Digitalisierung und Erweiterung
Im Februar 2009 starteten Royal Theatres mit digitalen 3D-Aufführungen. Royal war das erste Kino in den Niederlanden, das digitale und 3D-Projektion auf allen Leinwänden anbot. Im Juli 2009 wurde bekannt, dass die Gemeinde Heerlen das Gebäude kaufen und gründlich sanieren wird; Mit dem etablierten Unternehmer wird eine Rückmietdauer von fünf Jahren vereinbart.

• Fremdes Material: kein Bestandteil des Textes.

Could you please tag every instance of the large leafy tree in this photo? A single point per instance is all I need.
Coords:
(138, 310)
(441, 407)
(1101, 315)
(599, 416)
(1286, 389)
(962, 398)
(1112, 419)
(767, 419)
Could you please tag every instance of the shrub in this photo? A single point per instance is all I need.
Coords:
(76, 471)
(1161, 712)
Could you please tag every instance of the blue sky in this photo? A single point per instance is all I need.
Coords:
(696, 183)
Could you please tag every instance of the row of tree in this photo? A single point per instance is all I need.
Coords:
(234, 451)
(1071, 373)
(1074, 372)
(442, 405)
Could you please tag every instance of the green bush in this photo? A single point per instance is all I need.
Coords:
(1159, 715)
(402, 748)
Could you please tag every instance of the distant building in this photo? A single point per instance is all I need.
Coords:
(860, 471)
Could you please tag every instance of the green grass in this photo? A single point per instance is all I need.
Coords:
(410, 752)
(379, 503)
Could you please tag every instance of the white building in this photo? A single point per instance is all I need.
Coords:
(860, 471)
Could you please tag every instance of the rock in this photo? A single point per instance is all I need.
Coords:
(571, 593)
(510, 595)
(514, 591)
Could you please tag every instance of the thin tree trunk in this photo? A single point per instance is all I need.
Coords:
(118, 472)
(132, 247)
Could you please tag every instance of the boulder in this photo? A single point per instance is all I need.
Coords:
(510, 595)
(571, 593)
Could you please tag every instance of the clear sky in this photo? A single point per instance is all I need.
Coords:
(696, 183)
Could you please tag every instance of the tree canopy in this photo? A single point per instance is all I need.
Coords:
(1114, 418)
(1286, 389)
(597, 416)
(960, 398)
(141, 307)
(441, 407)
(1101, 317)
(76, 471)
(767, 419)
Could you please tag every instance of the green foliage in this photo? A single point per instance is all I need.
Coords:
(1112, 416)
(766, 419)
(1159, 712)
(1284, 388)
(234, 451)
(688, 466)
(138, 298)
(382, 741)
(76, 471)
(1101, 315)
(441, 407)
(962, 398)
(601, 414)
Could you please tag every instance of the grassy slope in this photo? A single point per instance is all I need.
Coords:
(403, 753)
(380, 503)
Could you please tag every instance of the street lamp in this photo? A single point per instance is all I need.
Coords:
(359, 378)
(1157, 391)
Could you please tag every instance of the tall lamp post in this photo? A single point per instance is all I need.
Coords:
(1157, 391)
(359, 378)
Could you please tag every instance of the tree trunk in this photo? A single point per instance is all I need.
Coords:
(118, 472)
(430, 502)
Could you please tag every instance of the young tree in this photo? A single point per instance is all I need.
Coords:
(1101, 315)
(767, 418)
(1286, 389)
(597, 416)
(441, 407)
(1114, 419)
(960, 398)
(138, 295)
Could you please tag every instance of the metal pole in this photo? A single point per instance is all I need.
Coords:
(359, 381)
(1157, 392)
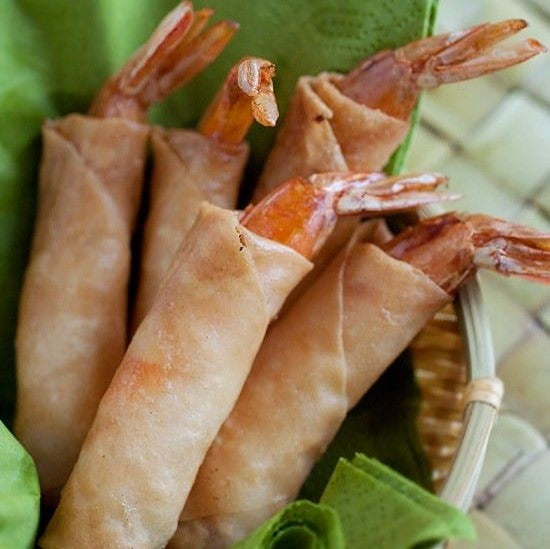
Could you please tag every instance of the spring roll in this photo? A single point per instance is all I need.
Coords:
(177, 383)
(315, 364)
(324, 131)
(72, 317)
(193, 166)
(72, 326)
(188, 169)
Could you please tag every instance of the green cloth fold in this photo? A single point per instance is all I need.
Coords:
(373, 506)
(300, 525)
(19, 494)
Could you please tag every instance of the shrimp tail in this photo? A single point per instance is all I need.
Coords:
(510, 249)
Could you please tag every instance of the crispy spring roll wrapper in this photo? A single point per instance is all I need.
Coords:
(324, 130)
(176, 385)
(71, 334)
(315, 364)
(188, 169)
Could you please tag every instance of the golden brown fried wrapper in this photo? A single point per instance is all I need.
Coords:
(324, 131)
(71, 333)
(315, 363)
(176, 385)
(188, 169)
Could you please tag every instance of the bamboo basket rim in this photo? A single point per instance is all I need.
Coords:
(481, 411)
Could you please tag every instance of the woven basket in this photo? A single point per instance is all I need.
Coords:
(455, 369)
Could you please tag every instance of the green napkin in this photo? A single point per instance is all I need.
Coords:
(300, 525)
(379, 508)
(381, 425)
(55, 54)
(373, 506)
(19, 494)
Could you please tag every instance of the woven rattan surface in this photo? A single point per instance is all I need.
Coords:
(492, 137)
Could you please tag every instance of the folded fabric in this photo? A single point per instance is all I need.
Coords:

Etwa zur gleichen Zeit wurde mit einer umfassenden Renovierung der Hallen und Innenräume begonnen. Royal, Rivoli und Maxim erhielten neue, größere Leinwände, neue Soundsysteme und neue Projektoren. Die Balkone wurden renoviert und die Anzahl der Sitzplätze wurde weiter reduziert, um mehr (Bein-)Freiheit zu bieten. Die Sanierung der Säle und Foyers dauerte bis Juli 2010.
Am 1. Juli 2011 kaufte der königliche Betreiber Laurens van Bergen die konkurrierenden H5-Theater vom Betreiber Henk Winkens, der in den Ruhestand ging. Dies ermöglichte es Royal, mit acht Leinwänden ein wesentlich breiteres Filmangebot zu präsentieren.Einige Kritiker äußerten Zweifel an der Renovierung der drei Royal-Leinwände und dem Kauf von H5, denn der Kauf des Royal-Gebäudes durch die Gemeinde Es entstand der Eindruck, dass all dies mit einem Zuschuss finanziert wurde. Die Renovierung und Anschaffung des H5 wurden jedoch vollständig vom Betreiber selbst bezahlt. Als neuer Eigentümer des monumentalen Gebäudes hat sich die Gemeinde Heerlen für einige notwendige Eingriffe entschieden. So wurde das Gebäude beispielsweise mit einem besseren Brandschutz versehen und die alte Ölheizung durch Fernwärme ersetzt. Außerdem wurde beschlossen, die durch Kohlenstaub verunreinigte Fassade zu reinigen, damit sie ihre ursprüngliche Farbe wiedererlangt. Die Gemeinde Heerlen hat sich jedoch nie in den Betrieb des Kinos eingemischt.
Wettbewerb und Schließung
Im September 2013 sahen sich die Royal Theatres mit der Ankunft von Vue Parkstad (damals JT Parkstad) in Kerkrade einem harten Wettbewerb ausgesetzt. Das neue Multiplex-Kino in der angrenzenden Gemeinde zog sofort einen Großteil der Besucher an, so dass der Zustrom zum Königlichen Theater zum Erliegen kam. Ende 2013 kam es zu einer großen Entlassungsrunde, um das Unternehmen am Laufen zu halten, aber ohne Erfolg. Am 15. Juli 2014 gab der Betreiber bekannt, dass das Königliche Theater zum 1. August 2014 nach mehr als 76 Jahren seine Pforten schließen wird. Er führt die Geschäfte im ehemaligen H5-Komplex, der 2011 erworben wurde, weiter. Dank seines monumentalen Status wird das Königliche Theater als Gebäude erhalten bleiben.